Defensores desse tipo de exposição afirmam que a filmagem pode servir como instrumento de fiscalização e denúncia de eventuais irregularidades no serviço público. No entanto, críticos apontam que, em muitos casos, o objetivo não seria informar, mas provocar reação, criar conflito e constranger trabalhadores durante o exercício de suas funções.
A Constituição Federal garante a liberdade de imprensa e o direito à informação. Ao mesmo tempo, também assegura a proteção da honra, da imagem, da intimidade e da dignidade das pessoas, inclusive dos servidores públicos, que continuam sendo cidadãos com direitos individuais.
Especialistas e observadores do tema destacam que há uma diferença entre fiscalizar e humilhar. Quando a gravação é utilizada para expor, ridicularizar ou intimidar servidores, o debate deixa de ser sobre transparência e passa a envolver possíveis excessos na conduta de quem produz o conteúdo.

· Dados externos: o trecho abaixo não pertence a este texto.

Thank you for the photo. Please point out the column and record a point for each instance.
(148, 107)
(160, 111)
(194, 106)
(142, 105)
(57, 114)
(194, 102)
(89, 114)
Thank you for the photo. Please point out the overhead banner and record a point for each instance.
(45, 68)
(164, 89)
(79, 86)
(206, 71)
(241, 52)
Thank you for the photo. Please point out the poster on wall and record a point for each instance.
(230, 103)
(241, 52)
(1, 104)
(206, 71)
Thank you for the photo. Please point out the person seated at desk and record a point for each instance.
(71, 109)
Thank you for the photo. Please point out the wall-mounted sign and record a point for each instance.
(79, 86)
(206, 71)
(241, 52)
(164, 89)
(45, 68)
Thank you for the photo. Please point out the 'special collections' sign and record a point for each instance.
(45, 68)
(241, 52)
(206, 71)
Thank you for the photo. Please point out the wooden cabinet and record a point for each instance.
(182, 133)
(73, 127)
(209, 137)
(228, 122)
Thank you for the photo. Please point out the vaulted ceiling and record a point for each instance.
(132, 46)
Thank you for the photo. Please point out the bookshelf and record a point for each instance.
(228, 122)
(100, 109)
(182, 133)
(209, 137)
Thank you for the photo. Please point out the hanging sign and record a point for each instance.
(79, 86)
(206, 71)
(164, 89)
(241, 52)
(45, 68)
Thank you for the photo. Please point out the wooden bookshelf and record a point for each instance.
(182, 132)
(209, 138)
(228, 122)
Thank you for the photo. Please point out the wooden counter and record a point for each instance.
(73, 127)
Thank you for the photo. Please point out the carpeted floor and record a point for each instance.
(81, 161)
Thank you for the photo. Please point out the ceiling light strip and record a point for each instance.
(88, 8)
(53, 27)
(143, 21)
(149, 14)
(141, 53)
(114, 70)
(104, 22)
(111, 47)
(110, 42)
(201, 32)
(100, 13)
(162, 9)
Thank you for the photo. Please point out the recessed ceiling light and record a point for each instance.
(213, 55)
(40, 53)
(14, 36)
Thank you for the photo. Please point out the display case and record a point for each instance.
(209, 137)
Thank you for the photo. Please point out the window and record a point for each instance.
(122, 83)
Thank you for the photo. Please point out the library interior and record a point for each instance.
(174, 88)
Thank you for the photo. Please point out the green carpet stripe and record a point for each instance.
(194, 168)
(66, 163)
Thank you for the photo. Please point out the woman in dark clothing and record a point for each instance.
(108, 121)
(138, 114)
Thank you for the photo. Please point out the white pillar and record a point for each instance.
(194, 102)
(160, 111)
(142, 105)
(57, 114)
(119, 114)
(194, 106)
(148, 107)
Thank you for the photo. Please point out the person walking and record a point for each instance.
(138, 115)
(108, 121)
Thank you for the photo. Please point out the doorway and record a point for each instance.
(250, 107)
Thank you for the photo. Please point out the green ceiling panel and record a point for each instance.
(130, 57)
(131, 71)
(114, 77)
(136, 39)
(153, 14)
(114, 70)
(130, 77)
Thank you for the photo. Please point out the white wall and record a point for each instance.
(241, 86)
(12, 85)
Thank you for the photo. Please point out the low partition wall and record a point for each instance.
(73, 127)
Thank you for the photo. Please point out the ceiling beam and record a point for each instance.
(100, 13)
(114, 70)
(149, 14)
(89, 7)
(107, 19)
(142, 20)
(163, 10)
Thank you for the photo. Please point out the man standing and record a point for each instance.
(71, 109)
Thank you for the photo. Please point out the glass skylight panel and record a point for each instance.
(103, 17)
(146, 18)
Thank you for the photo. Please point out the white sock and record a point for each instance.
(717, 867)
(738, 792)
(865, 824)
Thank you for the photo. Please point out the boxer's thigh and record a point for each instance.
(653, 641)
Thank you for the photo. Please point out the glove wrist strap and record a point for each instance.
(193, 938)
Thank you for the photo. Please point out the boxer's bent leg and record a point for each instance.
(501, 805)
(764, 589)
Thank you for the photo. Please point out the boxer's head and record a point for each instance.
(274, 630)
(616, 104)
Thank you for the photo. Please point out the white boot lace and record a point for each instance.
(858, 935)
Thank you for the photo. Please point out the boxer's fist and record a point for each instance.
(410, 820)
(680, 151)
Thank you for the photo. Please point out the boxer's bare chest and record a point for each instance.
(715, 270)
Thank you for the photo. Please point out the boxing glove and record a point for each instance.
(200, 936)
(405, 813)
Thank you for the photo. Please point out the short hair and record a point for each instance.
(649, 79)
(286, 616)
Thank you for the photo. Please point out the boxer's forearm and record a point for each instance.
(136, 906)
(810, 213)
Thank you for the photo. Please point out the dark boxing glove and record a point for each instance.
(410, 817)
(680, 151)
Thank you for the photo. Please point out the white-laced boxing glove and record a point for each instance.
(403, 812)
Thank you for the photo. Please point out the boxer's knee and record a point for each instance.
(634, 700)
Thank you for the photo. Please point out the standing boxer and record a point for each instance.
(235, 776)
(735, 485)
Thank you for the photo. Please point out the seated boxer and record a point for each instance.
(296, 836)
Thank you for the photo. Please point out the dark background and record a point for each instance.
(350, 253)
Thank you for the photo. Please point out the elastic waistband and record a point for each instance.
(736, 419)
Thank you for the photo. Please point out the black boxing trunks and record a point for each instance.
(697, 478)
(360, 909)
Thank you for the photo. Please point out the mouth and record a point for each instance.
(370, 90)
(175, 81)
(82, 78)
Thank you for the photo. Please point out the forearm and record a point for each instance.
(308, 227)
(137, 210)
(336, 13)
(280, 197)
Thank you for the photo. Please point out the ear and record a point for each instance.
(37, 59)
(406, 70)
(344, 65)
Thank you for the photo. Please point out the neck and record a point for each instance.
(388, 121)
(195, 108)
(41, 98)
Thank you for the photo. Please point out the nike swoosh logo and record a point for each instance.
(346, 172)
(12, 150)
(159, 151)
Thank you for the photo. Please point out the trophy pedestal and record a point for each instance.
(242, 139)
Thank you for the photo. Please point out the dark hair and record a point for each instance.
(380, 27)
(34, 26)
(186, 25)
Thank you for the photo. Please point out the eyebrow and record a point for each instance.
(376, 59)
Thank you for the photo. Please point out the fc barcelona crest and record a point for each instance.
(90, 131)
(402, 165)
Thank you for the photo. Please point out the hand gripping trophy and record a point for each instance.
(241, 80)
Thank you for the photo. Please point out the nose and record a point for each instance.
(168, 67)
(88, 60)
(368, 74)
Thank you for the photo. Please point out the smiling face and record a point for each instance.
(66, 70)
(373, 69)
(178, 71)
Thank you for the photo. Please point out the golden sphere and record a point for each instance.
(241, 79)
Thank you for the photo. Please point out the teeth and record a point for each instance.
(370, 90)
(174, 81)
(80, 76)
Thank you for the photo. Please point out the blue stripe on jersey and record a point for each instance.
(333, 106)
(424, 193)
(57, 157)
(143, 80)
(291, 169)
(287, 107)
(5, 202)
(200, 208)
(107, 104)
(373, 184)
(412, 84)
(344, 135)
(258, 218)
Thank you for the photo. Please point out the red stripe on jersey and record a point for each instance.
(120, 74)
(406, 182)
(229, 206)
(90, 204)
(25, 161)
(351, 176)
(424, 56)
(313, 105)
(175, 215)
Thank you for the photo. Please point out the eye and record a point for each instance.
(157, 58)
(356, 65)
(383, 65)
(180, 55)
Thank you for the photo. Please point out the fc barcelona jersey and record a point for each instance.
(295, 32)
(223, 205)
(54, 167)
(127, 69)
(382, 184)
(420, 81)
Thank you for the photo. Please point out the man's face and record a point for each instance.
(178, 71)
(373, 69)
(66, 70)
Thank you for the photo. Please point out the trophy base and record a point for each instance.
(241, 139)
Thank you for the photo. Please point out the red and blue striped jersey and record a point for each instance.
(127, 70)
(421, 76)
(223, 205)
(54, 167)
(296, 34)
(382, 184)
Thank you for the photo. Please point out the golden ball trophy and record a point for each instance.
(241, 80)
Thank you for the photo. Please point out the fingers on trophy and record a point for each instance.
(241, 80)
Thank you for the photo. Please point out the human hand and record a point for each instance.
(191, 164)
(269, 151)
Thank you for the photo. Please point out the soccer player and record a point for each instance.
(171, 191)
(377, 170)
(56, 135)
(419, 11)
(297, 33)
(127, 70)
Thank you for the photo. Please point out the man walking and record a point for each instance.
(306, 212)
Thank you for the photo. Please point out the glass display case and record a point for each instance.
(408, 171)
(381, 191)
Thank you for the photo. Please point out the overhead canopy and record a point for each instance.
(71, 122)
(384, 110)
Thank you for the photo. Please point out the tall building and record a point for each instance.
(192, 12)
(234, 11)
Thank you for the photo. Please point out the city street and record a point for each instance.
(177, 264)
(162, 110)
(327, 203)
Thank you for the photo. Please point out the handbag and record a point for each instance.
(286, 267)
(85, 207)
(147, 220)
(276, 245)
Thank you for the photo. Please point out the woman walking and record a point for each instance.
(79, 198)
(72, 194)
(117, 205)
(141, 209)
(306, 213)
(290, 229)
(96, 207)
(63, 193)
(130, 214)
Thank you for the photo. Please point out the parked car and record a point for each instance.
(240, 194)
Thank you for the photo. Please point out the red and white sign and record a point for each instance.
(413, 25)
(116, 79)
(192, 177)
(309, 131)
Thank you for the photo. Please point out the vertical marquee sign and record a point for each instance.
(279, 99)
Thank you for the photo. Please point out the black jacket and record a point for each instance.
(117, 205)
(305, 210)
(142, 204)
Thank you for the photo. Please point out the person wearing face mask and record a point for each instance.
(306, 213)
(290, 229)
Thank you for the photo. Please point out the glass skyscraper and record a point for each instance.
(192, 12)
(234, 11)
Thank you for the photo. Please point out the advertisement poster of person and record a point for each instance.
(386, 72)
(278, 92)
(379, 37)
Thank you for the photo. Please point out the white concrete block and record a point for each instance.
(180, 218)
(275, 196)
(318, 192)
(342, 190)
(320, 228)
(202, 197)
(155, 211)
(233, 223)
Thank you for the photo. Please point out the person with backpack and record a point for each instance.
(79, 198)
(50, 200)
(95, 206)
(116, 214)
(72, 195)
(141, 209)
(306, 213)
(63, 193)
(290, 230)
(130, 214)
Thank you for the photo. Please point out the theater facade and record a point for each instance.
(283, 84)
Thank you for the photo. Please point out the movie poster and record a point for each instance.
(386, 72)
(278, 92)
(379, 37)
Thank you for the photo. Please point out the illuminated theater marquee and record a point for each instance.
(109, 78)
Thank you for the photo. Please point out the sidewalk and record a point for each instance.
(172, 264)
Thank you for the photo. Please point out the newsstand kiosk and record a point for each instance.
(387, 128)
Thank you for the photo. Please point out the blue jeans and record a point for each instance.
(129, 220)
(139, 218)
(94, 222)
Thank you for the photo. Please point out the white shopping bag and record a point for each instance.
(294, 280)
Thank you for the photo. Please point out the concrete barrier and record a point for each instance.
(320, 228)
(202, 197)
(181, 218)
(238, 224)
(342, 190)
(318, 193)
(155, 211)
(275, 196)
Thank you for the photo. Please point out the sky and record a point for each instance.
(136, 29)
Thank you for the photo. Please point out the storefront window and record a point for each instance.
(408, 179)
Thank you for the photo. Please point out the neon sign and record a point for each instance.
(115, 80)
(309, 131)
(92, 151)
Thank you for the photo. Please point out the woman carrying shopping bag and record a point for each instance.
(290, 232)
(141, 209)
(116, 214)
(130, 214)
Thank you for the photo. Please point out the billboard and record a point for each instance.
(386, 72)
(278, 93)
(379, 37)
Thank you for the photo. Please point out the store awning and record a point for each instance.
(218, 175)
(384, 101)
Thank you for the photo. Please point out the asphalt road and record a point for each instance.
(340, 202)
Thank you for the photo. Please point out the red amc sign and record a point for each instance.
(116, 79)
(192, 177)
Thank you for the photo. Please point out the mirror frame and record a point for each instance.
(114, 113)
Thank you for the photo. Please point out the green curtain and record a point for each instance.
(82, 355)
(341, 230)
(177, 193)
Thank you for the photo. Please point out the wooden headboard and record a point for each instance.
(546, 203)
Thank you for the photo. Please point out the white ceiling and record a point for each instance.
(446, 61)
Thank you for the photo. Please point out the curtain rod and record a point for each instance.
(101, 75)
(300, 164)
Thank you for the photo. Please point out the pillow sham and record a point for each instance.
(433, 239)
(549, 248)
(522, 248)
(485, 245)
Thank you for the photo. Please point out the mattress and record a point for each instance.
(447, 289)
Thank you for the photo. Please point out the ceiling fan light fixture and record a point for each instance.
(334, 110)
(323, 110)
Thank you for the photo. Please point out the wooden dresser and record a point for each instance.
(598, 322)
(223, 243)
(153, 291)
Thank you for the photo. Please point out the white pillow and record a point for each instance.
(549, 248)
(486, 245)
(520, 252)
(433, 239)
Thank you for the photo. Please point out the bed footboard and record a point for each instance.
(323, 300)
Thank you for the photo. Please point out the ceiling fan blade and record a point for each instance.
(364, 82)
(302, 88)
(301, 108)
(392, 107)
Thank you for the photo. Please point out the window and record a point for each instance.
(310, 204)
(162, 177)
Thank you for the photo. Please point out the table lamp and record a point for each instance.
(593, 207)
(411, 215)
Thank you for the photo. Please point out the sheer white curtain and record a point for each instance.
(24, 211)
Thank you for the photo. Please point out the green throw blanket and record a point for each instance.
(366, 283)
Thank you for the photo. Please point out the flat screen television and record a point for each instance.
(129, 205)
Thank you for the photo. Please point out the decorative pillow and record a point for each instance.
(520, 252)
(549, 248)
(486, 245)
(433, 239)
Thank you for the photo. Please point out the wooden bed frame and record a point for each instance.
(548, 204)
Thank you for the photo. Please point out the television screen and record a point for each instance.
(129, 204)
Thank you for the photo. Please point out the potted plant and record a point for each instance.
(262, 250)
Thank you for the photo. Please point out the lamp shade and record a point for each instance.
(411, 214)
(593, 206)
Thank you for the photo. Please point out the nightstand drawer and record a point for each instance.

Nas redes sociais, vídeos desse tipo costumam repercutir rapidamente, muitas vezes com forte apelo emocional e alto potencial de engajamento. O risco, segundo críticos, é transformar repartições públicas em palcos de constrangimento e criar um ambiente de hostilidade contra trabalhadores que estão apenas cumprindo sua função.
Para analistas, a fiscalização da administração pública é legítima e necessária, mas deve ocorrer dentro dos limites da legalidade e do respeito. A exposição pública com finalidade de perseguição ou humilhação, afirmam, não contribui para o interesse coletivo e pode reforçar a cultura do linchamento virtual.
Respeito, nesse contexto, não deve ser visto como favor, mas como obrigação de todos — inclusive de quem segura a câmera.